What is happening in this forward function?

Hi,

I’m trying to understand the language model example here: https://github.com/pytorch/examples/tree/master/word_language_model

I can’t understand what’s happening at the last two lines of the forward method in this model (I removed irrelevant code):

class RNNModel(nn.Module):
    """Container module with an encoder, a recurrent module, and a decoder."""

    def __init__(self, ntoken, ninp, nhid, nlayers, dropout=0.5):
        super(RNNModel, self).__init__()
        self.drop = nn.Dropout(dropout)
        self.encoder = nn.Embedding(ntoken, ninp)
        self.rnn = nn.LSTM(ninp, nhid, nlayers, dropout=dropout)
        self.decoder = nn.Linear(nhid, ntoken)

        self.init_weights()

        self.nhid = nhid
        self.nlayers = nlayers

    def init_weights(self):
        initrange = 0.1
        self.encoder.weight.data.uniform_(-initrange, initrange)
        self.decoder.bias.data.zero_()
        self.decoder.weight.data.uniform_(-initrange, initrange)

    def forward(self, input, hidden):
        emb = self.drop(self.encoder(input))
        output, hidden = self.rnn(emb, hidden)
        output = self.drop(output)
        decoded = self.decoder(output.view(output.size(0)*output.size(1), output.size(2)))
        return decoded.view(output.size(0), output.size(1), decoded.size(1)), hidden

    def init_hidden(self, bsz):
        weight = next(self.parameters())
        return (weight.new_zeros(self.nlayers, bsz, self.nhid),
                weight.new_zeros(self.nlayers, bsz, self.nhid))

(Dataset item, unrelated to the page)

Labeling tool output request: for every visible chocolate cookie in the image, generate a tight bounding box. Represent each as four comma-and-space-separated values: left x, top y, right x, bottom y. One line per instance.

I’ll appreciate shedding some light on this. Thanks :slight_smile:

The self.decoder here is just the linear layer to goes from the hidden units to the output size.
And to decode all the outputs for each time step and each element in that batch, it reshape the output tensor that was (where x is the separator for different dimensions) batch x nb_steps x hidden_size to batch*nb_steps x hidden_size.
The second view then reshapes again the decoded version from batch*nb_steps x ntoken to batch x nb_steps x ntoken.

Note that with recent version of pytorch, this is not necessary as Linear will accept more than 2D tensors and will consider all dimensions but the last one as being batch dimensions.

So that’s why I didn’t get any errors when not doing all this reshaping?

Yes, this was needed in older versions only !

Then I’m still at a loss of why my model isn’t working :stuck_out_tongue:

If you have the time, it’d be wonderful if you can take a look at my code and maybe see what I’m doing wrong… I gave up on trying to figure out what I’m doing wrong, help :(

Thanks again for your quick answer!

I saw the post, but I’m afraid I have no experience whatsoever in RNN training or implementation :confused:

Thank you for looking!